SANTA, N.M. (AP) — When the state bought Los Luceros in 2008, the plan was for the historic 133-acre property in the Espanola Valley to become a retreat center as well as a site for crop testing, environmental studies and film-industry seminars — and an attraction open to the public.
Very little of that has actually happened.
Earlier this month, both the state House and Senate unanimously approved memorials calling on the Department of Cultural Affairs to conduct a use audit “to determine if the property is being maintained and used so as to maximize the property’s value to the state.” The findings are to be submitted to the Interim Revenue Stabilization and Tax Policy Committee and to the Legislative Finance Committee no later than Nov. 1.
Rep. Nick Salazar, D-Ohkay Owingeh, sponsor of the House Memorial, said he had originally tried to get a federal grant to help Northern New Mexico College acquire the property but couldn’t raise enough money. Now, “by and large the place is closed. People tell me nothing is going on there.” And that’s why he is asking the Department of Cultural Affairs for a report on “where they’re going.”
“The point is not to have it closed,” Salazar said. “It’s to have it maintained and have it open to the public. We need to do something.”
Cultural Affairs Secretary Veronica Gonzales said last week that she was already working on the issue and had asked staff to find funding for developing a master plan for programs at Los Luceros.
“I don’t want that site to sit there un-utilized,” she said.
Gonzales acknowledged that the property is currently only open to the public by appointment. But it has been used periodically by researchers and artists, including basket weavers gathering willow branches. And this weekend, Redford Enterprises will be doing some filming for the Sundance Channel at the site. Gonzales said film star Robert Redford wanted to introduce some of his favorite movies from one of the buildings at Los Luceros.

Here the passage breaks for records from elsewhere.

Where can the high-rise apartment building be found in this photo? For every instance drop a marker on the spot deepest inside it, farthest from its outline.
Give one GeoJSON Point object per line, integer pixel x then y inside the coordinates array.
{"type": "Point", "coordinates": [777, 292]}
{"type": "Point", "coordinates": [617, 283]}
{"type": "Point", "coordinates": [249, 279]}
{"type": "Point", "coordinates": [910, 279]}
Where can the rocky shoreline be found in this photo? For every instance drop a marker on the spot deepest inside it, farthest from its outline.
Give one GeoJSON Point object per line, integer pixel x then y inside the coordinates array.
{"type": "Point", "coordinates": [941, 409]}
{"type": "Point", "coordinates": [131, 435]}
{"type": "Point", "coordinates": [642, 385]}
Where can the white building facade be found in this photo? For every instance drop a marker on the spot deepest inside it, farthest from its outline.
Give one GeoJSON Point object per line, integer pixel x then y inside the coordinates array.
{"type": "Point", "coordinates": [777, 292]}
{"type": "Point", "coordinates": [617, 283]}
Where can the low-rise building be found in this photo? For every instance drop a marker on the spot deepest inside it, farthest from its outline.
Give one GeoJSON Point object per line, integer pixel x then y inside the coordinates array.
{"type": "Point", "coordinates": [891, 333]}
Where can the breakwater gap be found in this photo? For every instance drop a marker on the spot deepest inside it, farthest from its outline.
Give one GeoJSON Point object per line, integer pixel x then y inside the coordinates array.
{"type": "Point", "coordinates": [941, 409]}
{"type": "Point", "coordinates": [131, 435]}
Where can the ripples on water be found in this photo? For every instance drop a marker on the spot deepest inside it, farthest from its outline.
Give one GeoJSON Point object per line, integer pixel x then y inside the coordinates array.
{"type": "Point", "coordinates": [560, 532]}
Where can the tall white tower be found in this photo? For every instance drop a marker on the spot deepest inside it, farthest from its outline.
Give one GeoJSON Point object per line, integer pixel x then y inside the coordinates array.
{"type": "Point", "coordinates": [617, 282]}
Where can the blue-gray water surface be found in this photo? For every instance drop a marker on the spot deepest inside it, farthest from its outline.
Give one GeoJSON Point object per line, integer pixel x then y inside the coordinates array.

Because the Legislature hasn’t appropriated operating funds for the ranch, the Department of Cultural Affairs has detailed a caretaker from the Museum of Indian Arts & Culture staff, and the department’s facilities manager has added the property to his portfolio. He visits Los Luceros two or three times a week, Gonzales said. The department also has security officers guarding the site. She added that she has put the director of the New Mexico State Monuments Division in charge of Los Luceros.
The property, located near Alcalde, was first owned by Luis Maria Ortiz, seventh-generation descendent of colonists who arrived with Don Diego de Vargas. Mary Cabot Wheelwright, the founder of the Wheelwright Museum of the American Indian and a founding member of the Spanish Colonial Arts Society, purchased it in 1923 and lived there until her death in 1958. Her heirs sold it to the state during the administration of Gov. Bill Richardson.
The structures include the Casa Grande, which at one time was the county seat, an old jail, the Capilla de la Sagrada Familia chapel and a new visitor center.
The orchards, bosque and irrigated pastures provide habitat for at least 162 species of birds, as well as mammals and reptiles. Los Luceros has been listed on the National Register of Historic Places since 1983.
In 2010, actor/director/producer Redford announced the creation of Milagro at Los Luceros, a center for training Hispanic and Native American filmmakers. A series of writing and acting panels and workshops took place at the property during 2010.
The legislative memorials, however, say that the property “currently is closed and unattended, possibly putting in jeopardy the condition of the structures and plantings.”
While that is not entirely accurate, one major reason for the lack of activity there in 2011 was ongoing construction. The Department of Cultural Affairs received $1.75 million from the American Recovery and Reinvestment Act to upgrade the complex. The renovations included a new multipurpose room, Americans with Disabilities Act-compliant bathrooms, a commercial kitchen and major improvements to the accommodations. That work ended last fall, according to Gonzales.
Now she is turning to how the property should be used.
“I really hope we can have vibrant programs out there that serve the people of New Mexico,” Gonzales said.
One of her priorities is finding partners. Gonzales mentioned the agricultural extension service, New Mexico State University, Northern New Mexico College (which had been interested in acquiring the property before it was purchased by the state for $2.5 million), as well as a local charter school as potential collaborators. She also said that she had taken Nick Maniatis, the new director of the state Film Office, to the site, and he facilitated Sundance filming there.
The Film Office has been working with Redford’s representative on some technical issues in the Milagro at Los Luceros memorandum of understanding, but the project to develop “above the line” training for writers, directors, producers and actors is “moving forward,” Maniatis said.
“I’m very positive about that space.” he added. “I think it’s a great idea.”
According to Gonzales, some of the pieces of the overall programming could be in place by the end of the year.